È valida anche per i pazienti diretti all'ospedale Humanitas Gavazzeni di Bergamo l'accordo siglato tra l'Istituto clinico Humanitas di Rozzano (Milano) e Alitalia, intesa che prevede tariffe agevolate Alitalia, fino al 35%, a favore di pazienti e familiari che si rivolgono all'ospedale lombardo.
Lo rende noto la stessa struttura con un comunicato. Ogni anno sono oltre 50mila i pazienti che vanno all'Humanitas per un ricovero, di cui il 30% da fuori Lombardia. "Alitalia, riconoscendo il valore dell'attività svolta da Humanitas - spiega la nota - ha accolto favorevolmente la richiesta dell'Istituto di individuare agevolazioni tariffarie per i propri pazienti che si recano a Milano per esami, ricoveri, visite mediche o altre prestazioni ambulatoriali".

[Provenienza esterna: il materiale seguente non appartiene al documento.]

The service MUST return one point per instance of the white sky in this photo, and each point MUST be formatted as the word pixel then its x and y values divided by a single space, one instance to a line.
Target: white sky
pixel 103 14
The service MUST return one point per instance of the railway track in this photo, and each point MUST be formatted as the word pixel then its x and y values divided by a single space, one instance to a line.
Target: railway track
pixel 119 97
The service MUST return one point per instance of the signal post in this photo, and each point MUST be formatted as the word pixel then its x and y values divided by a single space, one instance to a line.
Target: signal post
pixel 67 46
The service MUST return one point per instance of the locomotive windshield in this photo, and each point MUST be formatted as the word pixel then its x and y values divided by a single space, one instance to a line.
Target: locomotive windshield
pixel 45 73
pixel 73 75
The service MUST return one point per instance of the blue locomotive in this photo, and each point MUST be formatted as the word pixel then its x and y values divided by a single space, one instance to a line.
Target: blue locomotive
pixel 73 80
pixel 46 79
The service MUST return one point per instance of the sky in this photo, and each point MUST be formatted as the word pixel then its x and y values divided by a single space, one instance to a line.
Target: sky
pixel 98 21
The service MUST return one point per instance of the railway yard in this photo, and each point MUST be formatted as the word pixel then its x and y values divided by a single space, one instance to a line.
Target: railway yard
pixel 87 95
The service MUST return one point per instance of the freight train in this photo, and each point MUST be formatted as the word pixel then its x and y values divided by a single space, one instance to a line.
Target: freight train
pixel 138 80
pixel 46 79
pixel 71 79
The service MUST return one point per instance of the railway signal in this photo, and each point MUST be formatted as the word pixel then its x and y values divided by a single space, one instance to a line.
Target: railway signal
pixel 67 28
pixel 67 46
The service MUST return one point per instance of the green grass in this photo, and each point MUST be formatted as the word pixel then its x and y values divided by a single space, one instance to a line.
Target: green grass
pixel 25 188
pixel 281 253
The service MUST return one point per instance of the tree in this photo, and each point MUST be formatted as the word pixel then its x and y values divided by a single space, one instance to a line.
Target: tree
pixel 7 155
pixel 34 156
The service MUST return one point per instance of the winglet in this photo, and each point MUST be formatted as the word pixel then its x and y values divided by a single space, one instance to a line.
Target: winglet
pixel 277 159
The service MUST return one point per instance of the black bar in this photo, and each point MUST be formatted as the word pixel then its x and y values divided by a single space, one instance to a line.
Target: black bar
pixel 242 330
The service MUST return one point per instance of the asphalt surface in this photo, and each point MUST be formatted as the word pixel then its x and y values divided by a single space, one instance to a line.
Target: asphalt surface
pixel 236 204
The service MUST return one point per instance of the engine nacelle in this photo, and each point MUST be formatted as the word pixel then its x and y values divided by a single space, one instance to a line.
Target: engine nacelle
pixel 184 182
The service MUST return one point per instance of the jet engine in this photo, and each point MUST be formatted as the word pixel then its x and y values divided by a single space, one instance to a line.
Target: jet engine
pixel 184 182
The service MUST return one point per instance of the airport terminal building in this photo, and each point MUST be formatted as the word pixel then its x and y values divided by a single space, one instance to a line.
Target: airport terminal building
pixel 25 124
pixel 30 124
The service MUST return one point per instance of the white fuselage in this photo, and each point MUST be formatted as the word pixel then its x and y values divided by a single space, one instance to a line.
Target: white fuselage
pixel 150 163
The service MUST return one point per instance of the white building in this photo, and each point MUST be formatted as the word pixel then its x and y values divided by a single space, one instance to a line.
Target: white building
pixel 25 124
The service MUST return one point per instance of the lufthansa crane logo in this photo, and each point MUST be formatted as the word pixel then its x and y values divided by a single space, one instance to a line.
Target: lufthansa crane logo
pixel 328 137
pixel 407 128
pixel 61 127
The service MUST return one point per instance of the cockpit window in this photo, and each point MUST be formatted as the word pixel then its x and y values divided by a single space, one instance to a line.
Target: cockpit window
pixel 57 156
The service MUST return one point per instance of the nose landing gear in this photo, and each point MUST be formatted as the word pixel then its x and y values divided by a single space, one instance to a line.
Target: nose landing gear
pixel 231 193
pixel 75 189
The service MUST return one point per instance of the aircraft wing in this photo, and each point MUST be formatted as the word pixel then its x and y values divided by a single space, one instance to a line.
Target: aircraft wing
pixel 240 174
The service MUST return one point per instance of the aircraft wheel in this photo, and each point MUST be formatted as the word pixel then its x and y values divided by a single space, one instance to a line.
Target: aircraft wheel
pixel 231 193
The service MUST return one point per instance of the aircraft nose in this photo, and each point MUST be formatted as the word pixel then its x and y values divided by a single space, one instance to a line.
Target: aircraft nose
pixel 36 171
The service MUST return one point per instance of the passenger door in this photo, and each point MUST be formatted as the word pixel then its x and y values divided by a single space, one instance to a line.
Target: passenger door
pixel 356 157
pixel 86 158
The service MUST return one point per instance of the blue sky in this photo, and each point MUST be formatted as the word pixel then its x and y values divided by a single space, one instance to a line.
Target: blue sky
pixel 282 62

Si tratta del primo ospedale policlinico italiano ad attivare con Alitalia una convenzione di questo tipo. L'iniziativa si affianca ad altri servizi di accoglienza, come convenzioni con alberghi, ristoranti, con particolare attenzione ai pazienti del Cancer Center. Dal 1 novembre 2012 dunque, per i pazienti di Humanitas e i loro accompagnatori, sono disponibili riduzioni fino al 35% (compatibilmente con la disponibilità al momento della prenotazione) da tutti gli scali italiani serviti da Alitalia per voli diretti a Milano Linate, andata e ritorno.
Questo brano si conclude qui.